Monsieur le Président, Les situations que je viens d'évoquer nous renvoient
aux conclusions pertinentes de la séance publique du Conseil de
sécurité en date du 22 octobre 2002 consacrée au
«renforcement de la coopération entre l'Afrique centrale
et le système des Nations Unies en matière de maintien de
la paix et de la sécurité». A cette occasion, nous avions apprécié la
coopération entre notre sous région et les Nations Unies,
en nous félicitant, entre autres, du fonctionnement du Comité
Consultatif Permanent des Nations Unies sur les Questions de sécurité
en Afrique centrale. Nous avions' salué le Programme multipays
de démobilisation et de réinsertion proposé par la
Banque Mondiale. Depuis, nous avons accueilli, en juin 2003, la visite
du Conseil de sécurité dans les Grands Lacs et la mission
multidisciplinaire du système des Nations Unies dont nous attendons
avec beaucoup d'intérêt les conclusions. Ces conclusions nous permettront de participer de façon significative au prochain débat public du Conseil de sécurité sur notre sous-région, un an après celui qui a donné lieu à l'élaboration d'une « approche globale, intégrée, résolue et concertée des problèmes de paix, de sécurité et de développement » de l'Afrique centrale. Et c'est forts de cette approche que nous nous préparons à participer à la Conférence Internationale sur la paix, la sécurité, la démocratie et le développement dans la région des Grands Lacs. Nous entendons saisir cette chance historique pour conjurer les démons de la haine et de la violence et jeter les bases d'une coexistence pacifique entre nos peuples et nations qui ont un destin commun. En réaffirmant la centralité de la République
Démocratique du Congo dans cette conférence, je voudrais
relever que la République du Congo, si proche de la RDC à
maints égards, comprendrait mal qu'elle assiste en observateur
à cette échéance capitale ; et il en serait de même,
à tous points de vue, pour d'autres pays voisins de la RDC tels
l'Angola et la République Centrafricaine. CONSOLIDATION DES ACQUIS AU CONGO EN PERIODE POST
CONFLIT Monsieur le Président, Les questions de paix, de sécurité et de
consolidation de l'unité nationale ont été au centre
des préoccupations des autorités congolaises au cours des
12 mois écoulés. C'est dans ce cadre qu'il faut situer l'accord
du 17 mars 2003 grâce auquel la paix règne désormais
sur l'ensemble du territoire national. La paix retrouvée, nous veillons à la consolider chaque jour, notamment en poursuivant la mise en oeuvre du programme de désarmement, de démobilisation et de réinsertion des ex-combattants. Nous nous attelons également à la réinstallation des personnes déplacées. Des missions qui nécessitent, chacun peut le deviner, des moyens considérables que le Congo seul ne peut fournir.
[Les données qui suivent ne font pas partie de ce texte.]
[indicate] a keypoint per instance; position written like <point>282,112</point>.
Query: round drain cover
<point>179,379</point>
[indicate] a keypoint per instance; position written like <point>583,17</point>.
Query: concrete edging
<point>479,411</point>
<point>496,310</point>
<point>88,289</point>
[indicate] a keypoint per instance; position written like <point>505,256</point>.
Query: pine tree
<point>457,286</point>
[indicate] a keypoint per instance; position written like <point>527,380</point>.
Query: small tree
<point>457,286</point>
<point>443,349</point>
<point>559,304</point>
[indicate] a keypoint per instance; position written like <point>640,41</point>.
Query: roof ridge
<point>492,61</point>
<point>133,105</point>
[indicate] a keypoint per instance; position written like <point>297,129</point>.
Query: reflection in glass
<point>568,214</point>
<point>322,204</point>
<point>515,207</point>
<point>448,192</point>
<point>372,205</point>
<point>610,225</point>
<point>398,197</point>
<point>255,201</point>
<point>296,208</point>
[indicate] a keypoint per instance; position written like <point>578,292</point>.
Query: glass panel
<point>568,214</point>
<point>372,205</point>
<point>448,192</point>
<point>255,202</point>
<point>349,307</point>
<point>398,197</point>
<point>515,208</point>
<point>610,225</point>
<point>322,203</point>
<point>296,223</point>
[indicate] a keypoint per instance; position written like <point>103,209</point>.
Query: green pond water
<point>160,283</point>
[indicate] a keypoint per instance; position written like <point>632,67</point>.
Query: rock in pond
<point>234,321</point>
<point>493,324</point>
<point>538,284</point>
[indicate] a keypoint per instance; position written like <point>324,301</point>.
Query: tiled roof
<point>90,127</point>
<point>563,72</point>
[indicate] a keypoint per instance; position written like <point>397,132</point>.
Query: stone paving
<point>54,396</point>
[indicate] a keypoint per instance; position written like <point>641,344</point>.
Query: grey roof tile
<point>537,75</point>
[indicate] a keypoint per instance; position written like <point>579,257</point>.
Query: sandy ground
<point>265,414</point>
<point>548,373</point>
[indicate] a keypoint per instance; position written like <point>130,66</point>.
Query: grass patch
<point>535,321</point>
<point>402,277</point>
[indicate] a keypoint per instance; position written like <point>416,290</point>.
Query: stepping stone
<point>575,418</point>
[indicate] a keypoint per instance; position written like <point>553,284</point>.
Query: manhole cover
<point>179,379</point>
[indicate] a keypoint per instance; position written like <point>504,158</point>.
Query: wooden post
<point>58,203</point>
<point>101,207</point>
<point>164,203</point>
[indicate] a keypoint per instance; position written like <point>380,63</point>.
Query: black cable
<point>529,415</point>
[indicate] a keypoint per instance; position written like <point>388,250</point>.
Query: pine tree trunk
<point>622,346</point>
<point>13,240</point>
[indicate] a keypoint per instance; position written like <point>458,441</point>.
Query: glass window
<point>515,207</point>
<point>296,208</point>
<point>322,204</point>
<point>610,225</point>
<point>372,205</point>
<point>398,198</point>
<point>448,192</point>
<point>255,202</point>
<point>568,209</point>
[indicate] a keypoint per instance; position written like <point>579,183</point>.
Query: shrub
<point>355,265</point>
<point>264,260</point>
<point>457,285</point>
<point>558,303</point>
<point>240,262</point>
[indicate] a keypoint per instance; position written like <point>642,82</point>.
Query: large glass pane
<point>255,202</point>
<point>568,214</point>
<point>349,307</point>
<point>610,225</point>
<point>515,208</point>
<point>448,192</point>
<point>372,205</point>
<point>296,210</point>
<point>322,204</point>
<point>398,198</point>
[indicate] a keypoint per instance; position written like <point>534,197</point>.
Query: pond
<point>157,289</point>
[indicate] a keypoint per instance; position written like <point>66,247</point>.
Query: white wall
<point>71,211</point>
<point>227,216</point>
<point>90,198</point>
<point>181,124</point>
Nous remercions ici l'ensemble de nos partenaires pour leur solidarité agissante. Il nous reste les grands défis de la reconstruction, de la relance de l'économie, de la réduction de la pauvreté, de la lutte contre le VIH/Sida autant de secteurs pour lesquels des stratégies nationales ont été adoptées. Pour la réalisation de ce vaste projet que nous appelons « La Nouvelle Espérance », nous mobilisons toutes les forces nationales susceptibles d'apporter leur concours aux côtés de l'Etat : collectivités locales, ONG, société civile, secteur privé... Dans ce cadre, nous avons engagé des négociations avec nos partenaires extérieurs aux fins de bénéficier de l'Initiative en faveur des pays pauvres très endettés.
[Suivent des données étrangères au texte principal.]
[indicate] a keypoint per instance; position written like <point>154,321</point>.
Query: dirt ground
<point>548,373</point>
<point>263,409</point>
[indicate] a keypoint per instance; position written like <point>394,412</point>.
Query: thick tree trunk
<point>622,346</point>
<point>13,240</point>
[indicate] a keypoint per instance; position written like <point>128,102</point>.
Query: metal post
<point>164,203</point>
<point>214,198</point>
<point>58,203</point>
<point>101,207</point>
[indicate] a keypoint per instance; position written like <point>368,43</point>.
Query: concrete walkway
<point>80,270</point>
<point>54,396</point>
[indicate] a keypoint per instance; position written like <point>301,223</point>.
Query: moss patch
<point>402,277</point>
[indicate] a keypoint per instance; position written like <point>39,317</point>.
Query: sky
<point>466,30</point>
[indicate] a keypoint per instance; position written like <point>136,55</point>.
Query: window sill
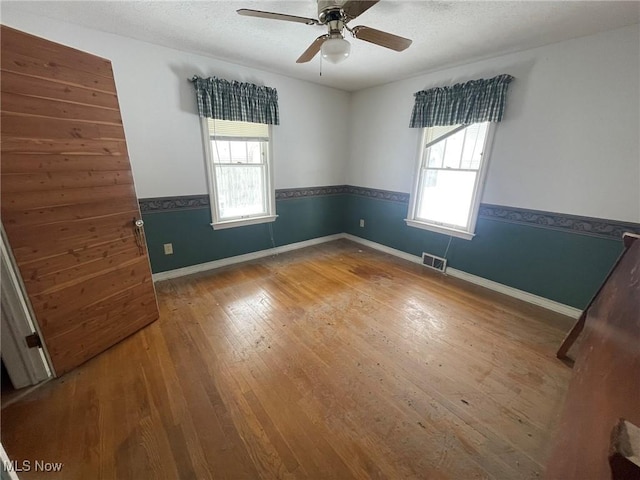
<point>243,222</point>
<point>439,229</point>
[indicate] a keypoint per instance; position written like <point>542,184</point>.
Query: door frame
<point>26,366</point>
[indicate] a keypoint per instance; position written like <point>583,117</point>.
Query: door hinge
<point>33,341</point>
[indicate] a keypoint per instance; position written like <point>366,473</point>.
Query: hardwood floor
<point>330,362</point>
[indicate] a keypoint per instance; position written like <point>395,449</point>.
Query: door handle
<point>138,229</point>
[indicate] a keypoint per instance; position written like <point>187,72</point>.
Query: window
<point>240,173</point>
<point>448,185</point>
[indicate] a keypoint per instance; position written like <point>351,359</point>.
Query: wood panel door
<point>68,199</point>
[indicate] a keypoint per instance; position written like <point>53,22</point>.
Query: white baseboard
<point>223,262</point>
<point>483,282</point>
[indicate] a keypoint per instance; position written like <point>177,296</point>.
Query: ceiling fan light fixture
<point>335,50</point>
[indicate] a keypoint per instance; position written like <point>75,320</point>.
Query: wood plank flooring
<point>334,361</point>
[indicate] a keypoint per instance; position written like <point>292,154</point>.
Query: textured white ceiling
<point>444,33</point>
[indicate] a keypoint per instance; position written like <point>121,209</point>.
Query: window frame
<point>270,194</point>
<point>466,233</point>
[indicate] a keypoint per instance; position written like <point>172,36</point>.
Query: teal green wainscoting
<point>558,264</point>
<point>186,224</point>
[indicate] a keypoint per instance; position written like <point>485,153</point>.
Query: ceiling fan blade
<point>353,8</point>
<point>277,16</point>
<point>313,49</point>
<point>384,39</point>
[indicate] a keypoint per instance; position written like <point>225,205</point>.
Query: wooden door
<point>68,199</point>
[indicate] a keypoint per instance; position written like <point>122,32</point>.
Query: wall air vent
<point>436,263</point>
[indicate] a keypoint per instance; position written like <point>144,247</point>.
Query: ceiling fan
<point>336,15</point>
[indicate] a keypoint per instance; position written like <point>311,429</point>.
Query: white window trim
<point>412,221</point>
<point>217,224</point>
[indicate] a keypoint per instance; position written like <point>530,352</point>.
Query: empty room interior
<point>320,239</point>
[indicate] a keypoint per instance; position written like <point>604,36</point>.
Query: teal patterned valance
<point>461,104</point>
<point>240,102</point>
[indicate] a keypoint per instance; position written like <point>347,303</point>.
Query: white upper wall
<point>158,109</point>
<point>569,141</point>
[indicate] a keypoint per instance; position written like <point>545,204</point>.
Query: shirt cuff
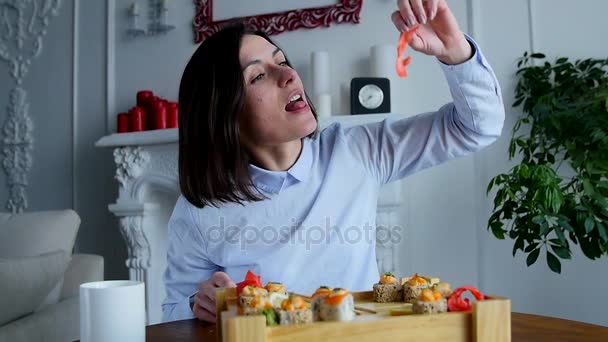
<point>476,68</point>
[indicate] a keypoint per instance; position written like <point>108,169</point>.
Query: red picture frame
<point>345,11</point>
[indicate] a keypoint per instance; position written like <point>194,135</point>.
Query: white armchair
<point>40,278</point>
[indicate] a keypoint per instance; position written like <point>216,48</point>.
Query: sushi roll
<point>248,294</point>
<point>413,288</point>
<point>255,306</point>
<point>316,300</point>
<point>338,306</point>
<point>430,302</point>
<point>276,287</point>
<point>294,310</point>
<point>276,294</point>
<point>443,288</point>
<point>388,289</point>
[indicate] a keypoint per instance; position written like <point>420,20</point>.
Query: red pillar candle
<point>160,115</point>
<point>172,115</point>
<point>142,96</point>
<point>136,119</point>
<point>122,123</point>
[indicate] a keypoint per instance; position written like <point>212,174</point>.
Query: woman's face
<point>276,110</point>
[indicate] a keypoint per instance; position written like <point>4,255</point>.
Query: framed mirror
<point>273,17</point>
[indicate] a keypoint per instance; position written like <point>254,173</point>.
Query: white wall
<point>67,104</point>
<point>445,208</point>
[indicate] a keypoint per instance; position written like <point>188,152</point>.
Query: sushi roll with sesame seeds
<point>338,306</point>
<point>388,289</point>
<point>316,300</point>
<point>276,294</point>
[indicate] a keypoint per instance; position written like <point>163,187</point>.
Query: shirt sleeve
<point>187,262</point>
<point>395,148</point>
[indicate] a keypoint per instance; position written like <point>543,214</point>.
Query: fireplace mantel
<point>146,171</point>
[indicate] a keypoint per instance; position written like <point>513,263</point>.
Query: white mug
<point>113,310</point>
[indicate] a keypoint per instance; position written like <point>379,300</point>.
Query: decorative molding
<point>138,246</point>
<point>275,23</point>
<point>130,162</point>
<point>23,23</point>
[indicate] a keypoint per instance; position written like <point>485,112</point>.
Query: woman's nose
<point>286,76</point>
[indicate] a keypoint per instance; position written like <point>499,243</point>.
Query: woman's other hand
<point>204,301</point>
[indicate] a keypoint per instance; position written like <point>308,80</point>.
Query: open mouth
<point>296,102</point>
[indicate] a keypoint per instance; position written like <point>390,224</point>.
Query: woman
<point>262,190</point>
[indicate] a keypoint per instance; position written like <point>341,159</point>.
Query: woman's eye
<point>257,78</point>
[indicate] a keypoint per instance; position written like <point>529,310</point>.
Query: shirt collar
<point>274,181</point>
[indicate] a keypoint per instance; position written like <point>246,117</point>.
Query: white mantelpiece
<point>146,171</point>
Tout ceci ne peut être réalisé que dans un monde « libéré de la peur », ainsi que le pensaient les fondateurs de notre Organisation et ainsi que nous le croyons aujourd'hui. C'est pourquoi nous tenons à renouveler notre foi et notre attachement à l'Organisation des Nations Unies, cadre irremplaçable, porteur de tous les espoirs de paix de l'humanité, et dont la nécessité n'a jamais paru aussi évidente qu'aujourd'hui.